決して、愛しさなんかではない



理由なんて無いに等しい。
それでも強いて言うなら、今日はたまたま、それはもう底無しに気分が浮かないという程度のこと。
そんな下らないことで、でも下らないと自身で嚥下することも出来ず、怒りたいのか泣きたいのかも分からなくて。


ただ無性に、何か小さな柔い生き物を抱き潰したくなる。


「………」


カチャカチャ。ゲーム機のボタンを弄る音と微かな呼吸音。
それが抱えている生き物が発する音の全てで、部活が終わるなり捕獲され拘束されたことへの文句も、そのまま後ろから結構な力で身体を締め付けつつ肩口に頭を預けて黙った俺を気遣う言葉も一切無い。

黙々と、ひたすらに、ゲーム。
一応音を消した辺りがこいつなりの最大限の気遣いってところか。

今嵌まってるらしい推理ゲーが一段落したのか、ぐりぐりと軽く頭を寄せてきたかと思うと大した緊張感もなく漫然と喋り出す。
それでも片手でゲームを進めることは止めないのは所詮廃人ってことで諦めるべきなんだろうな。

「先輩」
「んだよ」
「今気付いたんですが」
「あ?」
「充電切れそうです」
「知るかよ充電しろよ」
「不幸なことに今日は持ってきてないんですよねー」
「………」

知るか。もう一度そう声にせずに返してもたげた首を下ろす。
うーんだとか唸りながらもぞもぞ動くもんだから、首やら耳に髪が当たって痒かった。そう嫌でもないけど。

「…仕方ないかぁ」
「言っとくが」
「大丈夫ですよー帰してくれるなんて思ってませんので。大人しく抱き枕に甘んじて差し上げます」

言って大人しくゲーム機を離した手でそのまま俺の髪を触る。部活の後だから当然汗だくだ、服は着替えても頭はどうしようもない。

「汚ぇぞ」
「その頭を人の肩に埋めといて何を今更」
「るせえよ」
「いいんですよ別に。

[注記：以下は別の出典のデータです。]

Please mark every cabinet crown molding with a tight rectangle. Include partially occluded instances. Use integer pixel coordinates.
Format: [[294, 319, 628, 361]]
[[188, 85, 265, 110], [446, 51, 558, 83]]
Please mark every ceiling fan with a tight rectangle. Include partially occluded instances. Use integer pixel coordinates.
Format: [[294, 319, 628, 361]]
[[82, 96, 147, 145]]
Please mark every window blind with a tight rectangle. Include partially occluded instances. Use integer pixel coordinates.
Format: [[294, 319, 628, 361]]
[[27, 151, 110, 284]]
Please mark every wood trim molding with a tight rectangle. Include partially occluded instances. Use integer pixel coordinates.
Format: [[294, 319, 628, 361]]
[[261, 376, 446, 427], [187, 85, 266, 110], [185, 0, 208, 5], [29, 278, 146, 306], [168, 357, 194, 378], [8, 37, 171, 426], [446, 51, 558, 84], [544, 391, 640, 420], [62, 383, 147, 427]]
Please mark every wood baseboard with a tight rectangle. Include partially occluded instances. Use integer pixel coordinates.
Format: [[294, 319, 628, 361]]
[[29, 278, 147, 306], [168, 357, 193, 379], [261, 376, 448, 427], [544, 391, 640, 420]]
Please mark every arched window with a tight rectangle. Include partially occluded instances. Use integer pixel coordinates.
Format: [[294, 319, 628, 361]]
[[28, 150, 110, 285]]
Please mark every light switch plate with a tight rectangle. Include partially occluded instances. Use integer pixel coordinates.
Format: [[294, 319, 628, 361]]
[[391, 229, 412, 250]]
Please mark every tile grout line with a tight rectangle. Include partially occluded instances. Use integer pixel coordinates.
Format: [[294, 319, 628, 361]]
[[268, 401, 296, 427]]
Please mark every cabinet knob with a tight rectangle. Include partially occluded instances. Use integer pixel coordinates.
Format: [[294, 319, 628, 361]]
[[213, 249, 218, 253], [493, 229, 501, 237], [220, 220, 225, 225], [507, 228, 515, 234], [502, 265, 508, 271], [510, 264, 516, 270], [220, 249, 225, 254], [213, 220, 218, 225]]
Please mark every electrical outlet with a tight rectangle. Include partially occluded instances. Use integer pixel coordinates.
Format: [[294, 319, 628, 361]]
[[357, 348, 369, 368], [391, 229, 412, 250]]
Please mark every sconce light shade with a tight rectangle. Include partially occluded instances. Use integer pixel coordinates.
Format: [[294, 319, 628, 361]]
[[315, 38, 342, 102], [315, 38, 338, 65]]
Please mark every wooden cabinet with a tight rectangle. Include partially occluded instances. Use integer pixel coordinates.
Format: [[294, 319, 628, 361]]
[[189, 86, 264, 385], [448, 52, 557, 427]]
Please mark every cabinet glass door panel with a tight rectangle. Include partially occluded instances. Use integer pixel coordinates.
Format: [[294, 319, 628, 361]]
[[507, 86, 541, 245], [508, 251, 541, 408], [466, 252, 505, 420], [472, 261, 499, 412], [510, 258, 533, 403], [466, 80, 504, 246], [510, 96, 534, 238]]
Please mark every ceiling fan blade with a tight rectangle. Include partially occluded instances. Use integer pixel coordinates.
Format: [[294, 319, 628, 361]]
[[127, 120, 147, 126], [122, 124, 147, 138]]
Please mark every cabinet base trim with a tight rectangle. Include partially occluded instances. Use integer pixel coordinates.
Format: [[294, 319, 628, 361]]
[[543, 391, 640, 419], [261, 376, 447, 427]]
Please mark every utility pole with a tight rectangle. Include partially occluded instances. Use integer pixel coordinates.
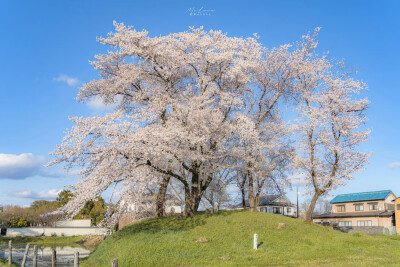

不快じゃないですから」
「…変態が」
「はははー、抱き枕に甘んじる心優しい後輩にそういうこと言いますか」

何でもないように言い切った言葉に軽く心臓の辺りが締められるような感覚を覚えたのは気のせいだ。
つーかさらっと妙な発言してんじゃねえぞ。汗なんか普通に嫌だろ何なんだよ不快じゃねぇって。何なんだよもう。轢くぞ本当に。ときめいたりしてねえよクソが。

「先輩」
「んだよ」
「思ったより愛されてるでしょ?」
「…っるせえ馬鹿黙らねえと締め殺すぞ」
「ははは、元気になられたようで何よりです」


うるせえよ、とっくに分かってんだよ。
俺が自分でも訳わかんねぇのに落ち込んでんの知ってて何も言わずにいたことも、本当は充電残ってることも、ちょっと潔癖入ってる癖に汗だくの俺には拒否を示さないことも。

分かってる、からこそ腹立つんだっつの。


「痛っ…!ちょっと何してんですかもう」

苛立ちを込めて目の前にあった首筋に噛み付くと、呆れたように笑った後小さな手がもう一度俺の頭を撫でる。
だから汚ぇっつってんだろ馬鹿か。触るにしても少しは躊躇うとか嫌な顔してみせろよ。

「…役には立ちませんが、抱き枕くらいなら何時でも買って出ますよ」


あぁくそ、やっぱり腹立たしいチビだ。


20130606


ときめきと怒りが同時にくる宮地さん。きゅんとするとキレる。可愛くないですか。